When you buy storage for your ESX or Hyper-V infrastructure, what's more important to you - capacity or performance? Is a GB or an IOPS unit worth more to you?
If you balance the two, what steps to do take to do so? How do you analyze your workloads to determine overall storage impact?
Personally, now that we have an infrastructure in place, I'm finding it easier to model new workloads than it was when we initially got underway. Besides being more experienced, the virtual environment makes it easy to install and test actual workloads on the hardware before moving those workloads into production. So, when we decided to move to Exchange 2010, the IT staff at Westminster had their mailboxes moved to the new virtual Exchange 2010 server so that we could be the test subjects to determine if and where there might be bottlenecks.

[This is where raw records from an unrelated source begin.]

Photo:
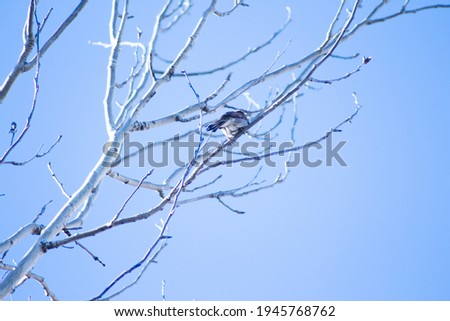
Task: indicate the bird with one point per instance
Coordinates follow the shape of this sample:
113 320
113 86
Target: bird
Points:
231 123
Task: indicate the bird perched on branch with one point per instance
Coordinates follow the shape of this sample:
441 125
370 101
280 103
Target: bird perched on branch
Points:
231 123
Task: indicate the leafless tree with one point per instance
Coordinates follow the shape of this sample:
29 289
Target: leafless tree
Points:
124 99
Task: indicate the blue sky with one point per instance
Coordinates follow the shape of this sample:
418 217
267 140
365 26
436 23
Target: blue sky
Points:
376 229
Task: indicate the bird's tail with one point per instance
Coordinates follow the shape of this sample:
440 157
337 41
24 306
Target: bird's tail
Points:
213 126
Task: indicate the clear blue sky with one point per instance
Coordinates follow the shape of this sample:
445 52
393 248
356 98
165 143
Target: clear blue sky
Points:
374 230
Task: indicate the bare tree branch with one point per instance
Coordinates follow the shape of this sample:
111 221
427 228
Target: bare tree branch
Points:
49 293
22 65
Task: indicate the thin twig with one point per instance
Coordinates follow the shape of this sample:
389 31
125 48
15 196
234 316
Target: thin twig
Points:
116 217
60 185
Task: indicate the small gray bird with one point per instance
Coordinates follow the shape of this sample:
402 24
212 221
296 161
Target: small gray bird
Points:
230 123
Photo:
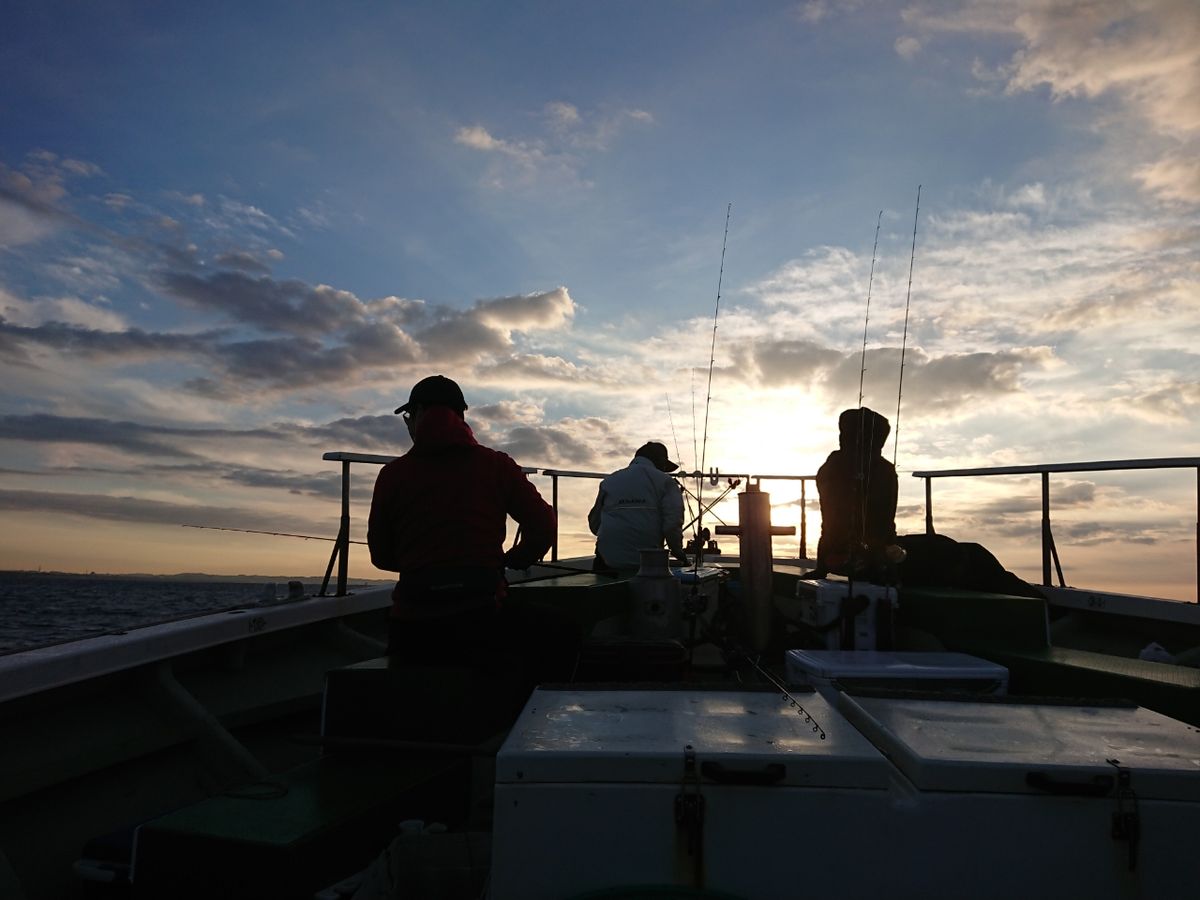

Most of the time, its a balancing act between capacity, performance, and cost.
We work with a storage product that uses SAS backplanes, SAS expansion ports, and a FC-based RAID controller. We can then mix/match SAS and SATA drives to obtain the capacity (SATA) and performance (SAS) we need within the environment. The chassis we use has a modular controller system, allowing us to start with a single, dual-port 4GB FC controller, and as budget permits and requirements dictate, we can add a second controller or upgrade to one or two dual-port 8GB FC controllers. A single-controller 4GB Titan enclosure with 3-600G SAS and 9-1000G SATA drives can be had for less than $10,000. Up to 4 expansion shelves can be connected for up to 60 SAS/SATA bays. There are some specific requirements to get optimal performance from SATA, related to placement within the enclosures, but the flexibility and relatively low cost make it attractive to many of our clients.
We work with a lot of mid-sized companies that are just now moving to larger infrastructures and virtual environments. These units help us stay within budget and provide a platform that can migrate to improved reliability and performance without replacing major infrastructure components or migrating data.